Don nospam at nospam.com
Mon Nov 2 02:14:28 PST 2009


Jason House wrote:
> Don Wrote:
> 
>> Leandro Lucarella wrote:
>>> Justin Johansson, el 30 de octubre a las 08:42 me escribiste:
>>>>> Actually, I think I like that better than 'traits'.
>>>>>
>>>>> -Lars
>>>> I'm in agreement with whoever suggested 'meta' or just about anything else except  'traits'.
>>>> 'meta', whilst perhaps an overloaded keyword, is still much more user-friendly.  Whenever
>>>> I see 'traits' I get the feeling I need a Ph.D. to understand what it's about.  For some reason,
>>>> I don't know why, 'meta' has an aire of karma about it.
>>> "compiler"? That could open the door to other types of access to compiler
>>> internals, AST, etc.
>> Yup. I think the 'magic namespace' approach is a simple, clean way to 
>> incorporate reflection. It could be like Object and TypeInfo, implicitly 
>> available in every module and tightly coupled to the compiler, but can 
>> be viewed by the user as if it were just a module.

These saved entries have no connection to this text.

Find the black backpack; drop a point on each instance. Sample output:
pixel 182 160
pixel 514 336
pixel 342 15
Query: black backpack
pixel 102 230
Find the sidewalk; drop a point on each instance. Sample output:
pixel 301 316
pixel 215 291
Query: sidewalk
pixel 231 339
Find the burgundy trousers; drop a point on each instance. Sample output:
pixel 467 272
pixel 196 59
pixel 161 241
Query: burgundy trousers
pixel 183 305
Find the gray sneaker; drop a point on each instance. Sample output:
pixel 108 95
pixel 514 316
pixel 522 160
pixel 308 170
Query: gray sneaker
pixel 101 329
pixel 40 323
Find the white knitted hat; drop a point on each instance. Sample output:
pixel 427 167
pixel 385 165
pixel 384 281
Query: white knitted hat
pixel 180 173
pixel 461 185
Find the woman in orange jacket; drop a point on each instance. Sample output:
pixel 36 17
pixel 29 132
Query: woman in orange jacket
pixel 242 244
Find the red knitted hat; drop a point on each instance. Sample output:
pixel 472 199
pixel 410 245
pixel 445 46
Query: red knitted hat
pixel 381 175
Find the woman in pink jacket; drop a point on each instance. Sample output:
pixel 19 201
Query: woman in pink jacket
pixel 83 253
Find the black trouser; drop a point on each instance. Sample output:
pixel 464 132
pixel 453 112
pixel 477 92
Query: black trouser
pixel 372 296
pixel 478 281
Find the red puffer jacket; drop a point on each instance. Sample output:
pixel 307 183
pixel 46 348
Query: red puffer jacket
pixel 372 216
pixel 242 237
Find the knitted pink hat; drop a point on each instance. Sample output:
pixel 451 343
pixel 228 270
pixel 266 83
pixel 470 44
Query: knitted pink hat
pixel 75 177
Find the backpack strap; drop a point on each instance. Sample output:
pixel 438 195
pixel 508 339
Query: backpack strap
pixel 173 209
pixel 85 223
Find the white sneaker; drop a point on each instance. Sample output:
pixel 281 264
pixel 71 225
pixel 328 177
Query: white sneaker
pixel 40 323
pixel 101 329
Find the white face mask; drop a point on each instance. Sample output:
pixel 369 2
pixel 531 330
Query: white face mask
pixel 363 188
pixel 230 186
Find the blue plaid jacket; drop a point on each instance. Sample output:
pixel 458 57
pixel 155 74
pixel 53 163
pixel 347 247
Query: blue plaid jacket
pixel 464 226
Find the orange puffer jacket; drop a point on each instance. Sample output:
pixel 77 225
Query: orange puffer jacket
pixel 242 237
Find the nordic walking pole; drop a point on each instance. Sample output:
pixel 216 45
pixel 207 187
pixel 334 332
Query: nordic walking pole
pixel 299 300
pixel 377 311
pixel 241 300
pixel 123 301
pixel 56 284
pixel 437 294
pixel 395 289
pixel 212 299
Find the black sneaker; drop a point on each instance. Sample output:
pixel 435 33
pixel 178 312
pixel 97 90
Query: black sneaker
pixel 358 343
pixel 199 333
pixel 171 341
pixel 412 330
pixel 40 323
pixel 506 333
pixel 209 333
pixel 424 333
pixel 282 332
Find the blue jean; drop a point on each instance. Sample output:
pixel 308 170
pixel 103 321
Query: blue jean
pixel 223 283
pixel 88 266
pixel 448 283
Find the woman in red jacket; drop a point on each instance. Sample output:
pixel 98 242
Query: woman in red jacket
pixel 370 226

It'd be particularly 
>> interesting if some of the functions _were_  actually implemented in 
>> library code, when possible.
> 
> What about going one step further? You could require an import statement to use traits. For example, import traits=std.traits could reproduce your earlier suggestion, but gives added flexibility to the programmer. It also eliminates a keyword.

It's too fundamental for that. You can't use template constraints 
without it.
BTW, 'scope' is another possible magic namespace.

scope.compiles(XXX) -- true if XXX compiles in the current scope.

More generally, scope.YYY()  would provide metaprogramming information 
about the property YYY of the current scope.